思わずソファーから立ち上がるゆかり。映像の中で男性…ゆかりの父は炎に包まれていく。

「お父さんッ!!!」

(父さん!?)

父を呼び映像へと手を伸ばすゆかり。次の瞬間、映像の中に微かに一つの異形の影…『キバ』の姿を視認で来たのは、奏夜だけだろう。

「………。」

炎に包まれる映像を最後にその映像は終わりを告げる。

「お父様、これは…!?」

「彼は『岳羽 詠一郎』…当時の研究主任だ。実に優秀な人物だった。その彼を見出して利用し、こんな事件にまで追いやってしまったのは、我々グループだ…。詠一郎は…桐条に殺されたも同然だ。」

「それって…つまり。」

感情の篭っていないゆかりの声が響く。

「私の父さんがやったって事…?」

映像を全て信じるなら、そうなるだろう。

「影時間も…タルタロスも…沢山の人が犠牲になったのも…。

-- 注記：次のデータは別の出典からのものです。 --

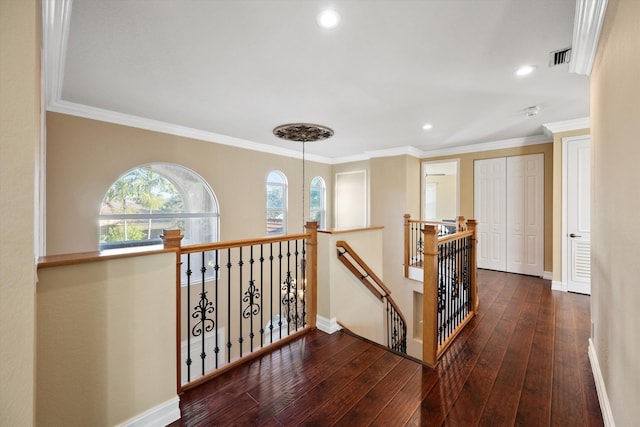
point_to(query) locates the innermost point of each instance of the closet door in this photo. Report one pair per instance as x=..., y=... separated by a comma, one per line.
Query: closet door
x=525, y=214
x=490, y=210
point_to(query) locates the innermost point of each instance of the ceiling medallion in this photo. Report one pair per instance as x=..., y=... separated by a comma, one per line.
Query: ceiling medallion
x=302, y=132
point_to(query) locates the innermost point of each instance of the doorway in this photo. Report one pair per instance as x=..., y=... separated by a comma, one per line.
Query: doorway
x=440, y=190
x=509, y=207
x=576, y=208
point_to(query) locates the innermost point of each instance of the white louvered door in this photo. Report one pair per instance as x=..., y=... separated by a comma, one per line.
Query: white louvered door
x=579, y=216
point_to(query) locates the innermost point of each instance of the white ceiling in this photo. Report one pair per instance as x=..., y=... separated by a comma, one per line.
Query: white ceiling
x=236, y=69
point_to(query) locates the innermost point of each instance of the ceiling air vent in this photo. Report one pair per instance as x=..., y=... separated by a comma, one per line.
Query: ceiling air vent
x=562, y=56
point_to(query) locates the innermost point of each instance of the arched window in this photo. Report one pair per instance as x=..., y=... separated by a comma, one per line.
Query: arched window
x=276, y=203
x=148, y=199
x=317, y=201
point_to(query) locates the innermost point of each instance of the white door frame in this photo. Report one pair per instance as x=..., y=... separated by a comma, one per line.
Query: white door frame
x=564, y=285
x=425, y=165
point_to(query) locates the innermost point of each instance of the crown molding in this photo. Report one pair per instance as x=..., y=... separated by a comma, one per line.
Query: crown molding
x=488, y=146
x=56, y=15
x=99, y=114
x=567, y=125
x=586, y=33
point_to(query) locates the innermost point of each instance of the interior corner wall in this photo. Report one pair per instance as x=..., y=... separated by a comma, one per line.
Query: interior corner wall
x=20, y=136
x=557, y=200
x=395, y=191
x=85, y=157
x=615, y=205
x=106, y=340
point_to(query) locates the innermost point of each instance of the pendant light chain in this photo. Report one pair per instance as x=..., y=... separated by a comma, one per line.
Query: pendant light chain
x=303, y=187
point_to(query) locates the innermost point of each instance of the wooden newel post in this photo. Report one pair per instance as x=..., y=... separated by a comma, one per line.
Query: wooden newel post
x=430, y=296
x=311, y=273
x=407, y=217
x=172, y=238
x=472, y=225
x=461, y=224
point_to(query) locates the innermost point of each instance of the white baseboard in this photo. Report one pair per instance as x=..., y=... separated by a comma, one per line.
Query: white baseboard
x=605, y=407
x=556, y=285
x=161, y=415
x=327, y=325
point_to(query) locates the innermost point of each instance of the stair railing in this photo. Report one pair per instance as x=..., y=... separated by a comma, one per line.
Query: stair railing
x=449, y=287
x=235, y=299
x=414, y=241
x=396, y=324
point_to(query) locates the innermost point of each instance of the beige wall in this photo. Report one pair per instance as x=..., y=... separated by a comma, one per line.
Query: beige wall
x=84, y=157
x=106, y=340
x=19, y=137
x=615, y=110
x=466, y=186
x=395, y=190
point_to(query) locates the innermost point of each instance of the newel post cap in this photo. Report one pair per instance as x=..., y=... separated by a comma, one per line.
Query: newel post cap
x=171, y=237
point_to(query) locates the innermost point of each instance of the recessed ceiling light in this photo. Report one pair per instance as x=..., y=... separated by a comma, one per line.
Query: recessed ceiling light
x=531, y=111
x=525, y=70
x=328, y=19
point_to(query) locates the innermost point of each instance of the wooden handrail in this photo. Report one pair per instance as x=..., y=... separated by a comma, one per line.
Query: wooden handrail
x=432, y=350
x=368, y=274
x=344, y=245
x=308, y=285
x=203, y=247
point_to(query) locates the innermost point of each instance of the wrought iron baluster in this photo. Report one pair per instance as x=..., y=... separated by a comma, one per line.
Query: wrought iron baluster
x=250, y=296
x=304, y=282
x=271, y=292
x=261, y=294
x=280, y=278
x=295, y=290
x=229, y=265
x=188, y=304
x=240, y=264
x=216, y=269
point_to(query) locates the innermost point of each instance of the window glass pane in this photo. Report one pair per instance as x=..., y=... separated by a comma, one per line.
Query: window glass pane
x=275, y=196
x=145, y=201
x=316, y=198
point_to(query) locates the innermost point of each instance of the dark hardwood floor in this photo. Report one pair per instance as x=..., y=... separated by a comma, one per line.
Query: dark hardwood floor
x=522, y=361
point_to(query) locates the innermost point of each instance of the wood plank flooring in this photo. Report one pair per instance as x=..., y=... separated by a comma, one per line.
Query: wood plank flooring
x=521, y=361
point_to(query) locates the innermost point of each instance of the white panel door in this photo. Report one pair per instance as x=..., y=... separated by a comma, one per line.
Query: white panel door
x=579, y=215
x=525, y=214
x=490, y=211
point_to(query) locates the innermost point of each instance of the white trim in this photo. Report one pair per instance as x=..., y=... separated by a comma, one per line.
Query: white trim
x=327, y=325
x=605, y=406
x=558, y=286
x=56, y=15
x=488, y=146
x=567, y=125
x=160, y=415
x=587, y=25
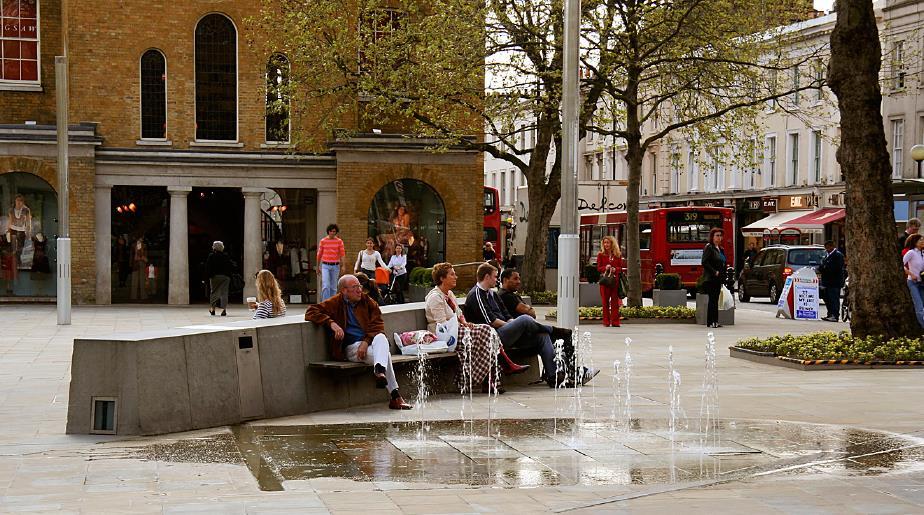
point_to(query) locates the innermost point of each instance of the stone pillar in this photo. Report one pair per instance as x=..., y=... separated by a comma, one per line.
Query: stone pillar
x=253, y=244
x=104, y=244
x=178, y=272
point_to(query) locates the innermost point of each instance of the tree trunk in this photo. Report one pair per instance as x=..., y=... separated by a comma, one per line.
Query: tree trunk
x=541, y=207
x=880, y=300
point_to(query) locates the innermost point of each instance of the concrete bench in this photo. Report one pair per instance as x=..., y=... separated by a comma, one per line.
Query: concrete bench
x=203, y=376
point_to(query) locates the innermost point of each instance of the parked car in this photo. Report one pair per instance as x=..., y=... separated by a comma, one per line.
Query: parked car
x=766, y=275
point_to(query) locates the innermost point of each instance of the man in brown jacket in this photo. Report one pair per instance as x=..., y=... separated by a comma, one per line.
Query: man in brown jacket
x=356, y=323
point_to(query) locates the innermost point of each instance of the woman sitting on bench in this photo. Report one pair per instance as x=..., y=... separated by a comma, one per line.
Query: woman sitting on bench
x=440, y=308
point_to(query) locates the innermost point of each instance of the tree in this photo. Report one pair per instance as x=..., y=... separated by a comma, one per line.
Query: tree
x=694, y=70
x=451, y=68
x=880, y=301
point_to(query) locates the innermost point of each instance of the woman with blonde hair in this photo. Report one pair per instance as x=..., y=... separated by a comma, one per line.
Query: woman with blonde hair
x=269, y=296
x=479, y=359
x=610, y=265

みんな…父さんのせいってこと!?」

響き渡るのはゆかりの慟哭の声。

「じゃ…色々隠してたのって…ホントはこれが理由? 私に気を使って隠してたってこと? そう言う事なの!?」

「岳羽、それは違う。私は……。」

「かわいそうとか、やめてよッ!!!」

美鶴の言葉を遮り叫ばれる、ゆかりの激昂。それも無理はないだろう。父親の最後の衝撃の事実と共に、彼女にとって最悪の答えを映像で見てしまったのだ。…これが、真実だとすれば(・・・・・・・・・・・)、残酷な…残酷すぎる現実を…。そのショックは計り知れないだろう。

「あ…。」

我に返り、部屋から出て行くゆかり。大きな音を立てて閉じる扉。そして、告げられる影時間の始まり。世界が影が支配する時間となる。

「あの…誰か行ったほうが…」

言葉を失う中、風花が搾り出すようにそう声を出す。ペルソナ使いとは言え、今のゆかりは一人にはしておけない。

「…ぼくが行く…」

「うん、お願い、紅君」

「紅……すまない…」

「…はい…」

そう言って奏夜は部屋を出て行ったゆかりを追いかけて部屋を出て行く。